Survie

Turquoise : L’armée française en accusation

rédigé le 30 mai 2014 (mis en ligne le 21 juin 2014) - Raphaël Doridant

Du 22 juin au 22 août 1994, l’armée française mène au Rwanda une opération « humanitaire » pour « mettre fin aux massacres ». Baptisée Turquoise, elle a permis de sauver plus de dix mille Tutsi. Mais il est reproché à certains soldats français d’avoir commis ou laissé faire des exactions sur des rescapé-e-s tutsi dans la zone qu’ils contrôlaient. Turquoise avait en réalité des objectifs militaires : stopper l’avancée du Front patriotique Rwandais (FPR) qui, en prenant le contrôle du pays, mettait fin au génocide.

Lorsque, le 18 juin 1994, le président de la République, François Mitterrand, annonce dans un discours à l’UNESCO que la France est prête à envoyer au Rwanda «  une force de projection humanitaire destinée à assurer la sécurité des populations civiles qui ont échappé à l’extermination  », le génocide des Tutsi est largement consommé, les grands massacres ayant eu lieu en avril ou mai.

C’est deux mois plus tôt, juste après son déclenchement le 6 avril, qu’il aurait été possible d’empêcher l’extermination des Tutsi. Les troupes françaises, belges, italiennes alors envoyées pour évacuer les ressortissants étrangers auraient pu, si elles en avaient reçu l’ordre, agir conjointement aux Casques bleus du général Dallaire, déjà présents au Rwanda, pour empêcher les tueries à Kigali et ainsi tuer dans l’œuf le génocide. Au contraire, le 21 avril, la France vote, comme tous les autres membres du Conseil de sécurité, la diminution drastique des effectifs de la Mission des Nations Unies d’assistance au Rwanda (MINUAR) : l’abandon du Rwanda aux génocidaires est alors scellé. Interrogé à la télévision à propos de « ces massacres terribles qui se sont déroulés récemment au Rwanda », Mitterrand déclare encore, le 10 mai 1994 : « Nous ne sommes pas destinés à faire la guerre partout, même lorsque c’est l’horreur qui nous prend au visage ».

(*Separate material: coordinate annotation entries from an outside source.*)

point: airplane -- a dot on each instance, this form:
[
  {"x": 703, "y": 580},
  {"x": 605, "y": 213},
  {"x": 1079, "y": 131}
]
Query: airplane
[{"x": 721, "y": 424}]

Pourquoi ce soudain besoin d’agir, mi-juin  ? L’opinion publique commence à s’émouvoir. Le 16 mai au journal de TF1, un membre de Médecins Sans Frontières de retour du Rwanda, Jean-Hervé Bradol accuse : « Les gens qui massacrent aujourd’hui, qui mettent en œuvre cette politique planifiée et systématique d’extermination sont financés, entraînés et armés par la France ». Le 22 mai, le président rwandais par intérim écrit à Mitterrand pour l’appeler au secours car nos alliés du Gouvernement intérimaire rwandais (GIR), qui organisent le génocide, sont en passe d’être défaits militairement par le FPR. Le 10 juin, le GIR aux abois doit quitter Gitarama et se replier à Gisenyi. Le 13 juin, l’Afrique du Sud de Nelson Mandela, un pays « anglo-saxon  », évoque le Rwanda. Mitterrand s’inquiète et annonce au gouvernement d’Edouard Balladur sa volonté d’envoyer des troupes dans ce pays, une option soutenue depuis des semaines par certains officiers soucieux de prêter mainforte à leurs frères d’armes des Forces armées rwandaises (FAR).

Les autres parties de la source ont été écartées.